The shift towards 3DE and CMR has relegated the once staple equilibrium radionuclide angiocardiography (ERNA) to a secondary role in LVEF estimation, primarily due to concerns of radiation exposure from serial scans [9,10,11]. However, the guidelines base this recommendation on the tracer doses utilized for planar ERNA, an older technique that employs significantly higher radiotracer doses compared to what is possible utilizing cadmium–zinc–telluride (CZT)-based detectors [12]. The advantage of ERNA in general is its high accuracy and precision when compared with CMR [13], and its already impressive reproducibility can be further enhanced with CZT-based detectors [14]. It is also worth noting that other nuclear modalities such as myocardial perfusion imaging (MPI) including Rb-82 positron emission tomography (Rb-PET) and 99mTc-Sestamibi-SPECT also are fully capable of providing highly reproducible LVEF assessments [15,16].
These nuclear modalities all have in common that they are less user-dependent than 2DE [17]; however, it remains to be demonstrated if non-specialized health care professionals such as technologists can wield 3DE to reliably detect changes within ±10 percentage points.
Studies investigating the reproducibility of 3DE among non-specialized medical staff are less common in real clinical settings. Nonetheless, previous research has provided valuable insights into this area. Notably Guppy-Coles et al. demonstrated the feasibility of training cardiac nurses in the analysis of pre-acquired 3D echocardiographic data [18]. Building upon this foundation, their subsequent research further revealed the potential for cardiac nurses to not only analyze but also acquire 3DE images for LVEF assessment. The results demonstrated a reasonable degree of agreement between the cardiac nurses and experienced echo-sonographers. However, in both studies, reproducibility was determined by analyzing the same image twice rather than through repeated acquisitions, and the Bland–Altman limits of agreement (LOA) for the nurses versus the echo-sonographers exceeded 10 percentage points without accompanying confidence intervals [19].
Our observational study was designed to evaluate the reproducibility of LVEF measurements made by technologists with intermediate experience. The objective was to evaluate its potential as a complete or partial substitute for the currently employed CZT-ERNA technology.

3. Materials and Methods

This longitudinal prospective observational study, conducted at the Department of Nuclear Medicine, Herlev University Hospital, Denmark, focused on evaluating the repeatability, reliability, and reproducibility of LVEF measurements from RT-3DE by two technologists. The participant cohort included twelve hospital staff volunteers and consisted of six age-matched men and women, all without known heart disease.
After receiving training from the system’s vendor, the technologists applied RT-3DE for LVEF estimation in patients over an eight-month period, amounting to roughly 250 days of experience.

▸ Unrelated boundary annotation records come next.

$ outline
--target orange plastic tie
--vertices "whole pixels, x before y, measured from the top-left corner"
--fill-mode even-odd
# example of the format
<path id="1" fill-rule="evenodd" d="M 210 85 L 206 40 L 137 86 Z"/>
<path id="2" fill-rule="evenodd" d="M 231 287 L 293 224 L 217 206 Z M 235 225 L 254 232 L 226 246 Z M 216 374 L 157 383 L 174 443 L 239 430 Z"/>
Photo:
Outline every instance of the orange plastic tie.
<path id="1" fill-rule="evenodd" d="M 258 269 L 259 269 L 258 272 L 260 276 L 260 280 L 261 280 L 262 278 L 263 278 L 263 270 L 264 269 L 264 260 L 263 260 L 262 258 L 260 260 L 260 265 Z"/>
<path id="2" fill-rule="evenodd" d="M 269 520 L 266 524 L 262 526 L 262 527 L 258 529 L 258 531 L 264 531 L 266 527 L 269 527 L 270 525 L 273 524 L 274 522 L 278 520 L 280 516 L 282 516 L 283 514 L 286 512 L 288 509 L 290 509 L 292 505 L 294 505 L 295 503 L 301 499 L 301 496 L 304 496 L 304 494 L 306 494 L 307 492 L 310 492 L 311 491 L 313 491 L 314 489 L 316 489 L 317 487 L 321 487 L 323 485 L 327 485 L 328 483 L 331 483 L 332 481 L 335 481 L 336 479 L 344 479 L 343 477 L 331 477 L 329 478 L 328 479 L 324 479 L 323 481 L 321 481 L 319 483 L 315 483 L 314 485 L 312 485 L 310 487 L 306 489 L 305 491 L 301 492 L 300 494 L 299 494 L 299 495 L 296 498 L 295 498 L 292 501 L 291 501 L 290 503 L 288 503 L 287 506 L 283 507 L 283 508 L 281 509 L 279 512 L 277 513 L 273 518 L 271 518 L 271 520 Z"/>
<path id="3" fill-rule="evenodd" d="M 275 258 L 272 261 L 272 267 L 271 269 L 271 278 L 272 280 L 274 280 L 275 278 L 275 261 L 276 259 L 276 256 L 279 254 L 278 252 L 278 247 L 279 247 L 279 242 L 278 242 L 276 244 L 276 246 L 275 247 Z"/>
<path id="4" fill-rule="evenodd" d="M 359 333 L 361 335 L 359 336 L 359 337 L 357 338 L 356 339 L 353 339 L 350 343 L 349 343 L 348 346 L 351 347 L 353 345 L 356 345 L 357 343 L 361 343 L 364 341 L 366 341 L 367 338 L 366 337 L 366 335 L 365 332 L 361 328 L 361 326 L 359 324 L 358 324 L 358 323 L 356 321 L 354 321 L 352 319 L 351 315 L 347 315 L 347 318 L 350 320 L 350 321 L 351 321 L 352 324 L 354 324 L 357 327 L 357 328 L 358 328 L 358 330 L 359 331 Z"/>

During this period, the first technologist (OP1) successfully acquired usable 3D images in 75% (661/881) of the sessions, while the second technologist (OP2) had a success rate of 63% (349/558).
This study was conducted where each technologist performed three replicate LVEF measurements on each participant during two separate sessions, denoted as M1 and M2. To minimize a possible “carry-over” learning effect, the sessions were performed 1–2 months apart.
Between each replicate, the transducer was completely removed from the chest, while the participant remained in the left lateral decubitus position. After the scan, the technologists provided a combined grading of image quality and practical difficulty. The grading scale ranged from 0 to 3, where 0 indicated no difficulty, 1 a somewhat challenging acquisition, 2 a very difficult acquisition, and 3 an impossible task.
Operators were required to provide justification for scores of 1, 2, or 3, citing specific challenges such as poor endocardial definition or subjected-related issues like suboptimal positioning or problems with breath-hold maneuvers.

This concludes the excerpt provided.